Anna’s also keen to recycle and has inspired others to take recycling more seriously. Since starting at Falmouth and taking up surfing, woe betide any of the family at home for any unwarranted use of plastic or lapse in recycling: soap bars, composting, and reusable water bottles are in, and shower gels and single-use cling film are out!

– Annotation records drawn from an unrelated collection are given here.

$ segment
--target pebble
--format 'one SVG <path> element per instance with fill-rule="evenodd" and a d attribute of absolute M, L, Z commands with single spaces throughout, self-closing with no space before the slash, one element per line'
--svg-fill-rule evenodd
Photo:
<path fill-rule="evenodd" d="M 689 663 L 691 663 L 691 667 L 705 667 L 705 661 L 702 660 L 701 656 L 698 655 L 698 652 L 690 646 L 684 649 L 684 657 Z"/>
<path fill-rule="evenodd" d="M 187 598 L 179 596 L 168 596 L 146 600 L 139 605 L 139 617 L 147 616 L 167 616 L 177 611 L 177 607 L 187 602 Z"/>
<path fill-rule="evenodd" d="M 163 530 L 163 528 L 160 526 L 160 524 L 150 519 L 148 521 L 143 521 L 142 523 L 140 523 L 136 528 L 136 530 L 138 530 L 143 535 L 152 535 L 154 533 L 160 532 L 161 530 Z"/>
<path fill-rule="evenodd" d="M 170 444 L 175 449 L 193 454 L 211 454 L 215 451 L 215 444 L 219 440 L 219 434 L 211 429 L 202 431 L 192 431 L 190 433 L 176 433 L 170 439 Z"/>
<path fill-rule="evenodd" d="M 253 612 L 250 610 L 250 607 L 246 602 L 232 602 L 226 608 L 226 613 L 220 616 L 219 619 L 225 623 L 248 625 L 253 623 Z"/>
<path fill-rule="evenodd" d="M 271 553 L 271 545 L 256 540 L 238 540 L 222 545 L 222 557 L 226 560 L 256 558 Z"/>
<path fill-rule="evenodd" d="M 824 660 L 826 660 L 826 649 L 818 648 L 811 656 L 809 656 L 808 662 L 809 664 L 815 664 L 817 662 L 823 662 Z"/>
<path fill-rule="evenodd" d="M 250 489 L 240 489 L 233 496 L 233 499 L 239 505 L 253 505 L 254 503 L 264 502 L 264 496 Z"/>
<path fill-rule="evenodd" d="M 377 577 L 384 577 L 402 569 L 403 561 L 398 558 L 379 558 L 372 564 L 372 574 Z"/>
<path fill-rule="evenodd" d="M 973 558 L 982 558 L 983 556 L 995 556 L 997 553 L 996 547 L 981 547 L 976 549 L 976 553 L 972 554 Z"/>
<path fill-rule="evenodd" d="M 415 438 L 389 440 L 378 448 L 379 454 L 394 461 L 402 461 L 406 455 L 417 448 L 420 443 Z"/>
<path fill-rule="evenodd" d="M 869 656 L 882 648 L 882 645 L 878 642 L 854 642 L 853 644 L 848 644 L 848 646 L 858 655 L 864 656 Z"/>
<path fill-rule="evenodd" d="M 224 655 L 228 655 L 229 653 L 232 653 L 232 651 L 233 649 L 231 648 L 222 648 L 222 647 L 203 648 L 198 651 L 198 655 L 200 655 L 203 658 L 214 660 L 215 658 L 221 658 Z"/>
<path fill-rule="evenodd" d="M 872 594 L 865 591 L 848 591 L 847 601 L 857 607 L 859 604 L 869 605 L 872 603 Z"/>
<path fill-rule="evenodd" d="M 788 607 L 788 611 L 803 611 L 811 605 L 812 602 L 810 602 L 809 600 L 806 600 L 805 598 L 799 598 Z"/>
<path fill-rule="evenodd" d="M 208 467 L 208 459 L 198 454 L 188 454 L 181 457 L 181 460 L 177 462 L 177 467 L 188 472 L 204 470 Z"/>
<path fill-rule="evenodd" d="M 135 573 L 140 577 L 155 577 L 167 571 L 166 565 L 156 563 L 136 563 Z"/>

A graphic design major, Anna wrote her dissertation on how women are represented in surfing via branding, marketing, and advertising from the seventies onward. She is interested “in the semiotics of it all,” she tells me. “Until recently, in advertising, surfers were commonly portrayed as mostly male, with a token woman standing nearby in a bikini—even at companies like Billabong. Today, they can’t and shouldn’t get away with that.” She’s glad there’s now a women’s pipeline competition, and among her heroes she counts athletes like female professional surfer Coco Ho, thirty-three, one of the top surfers in the world.

Now graduation day is fast approaching. For the past three years, the core of Anna’s life has rotated around the lecture timetable, the forecast, the waves, and her surfing friends. “It can become a lifestyle if you spend hours in the water at every spare moment when these stars in one’s life align. Not everyone gets it, but it is addictive and takes over.” There is a compromise too—“Party nights are only for when there’s no surf the next morning! My happy place is to be up at the crack of dawn and out on the water. There isn’t a better way to kick the day off. Be it a fulfilling, challenging, freezing, or simply a stunning morning with no waves, you never know what the ocean holds for you.”

“She’s a pretty stubborn and determined young lady,” Emily adds. “The thrill of the surf currently beats the nightclub run, which is music to the ears of any parent.”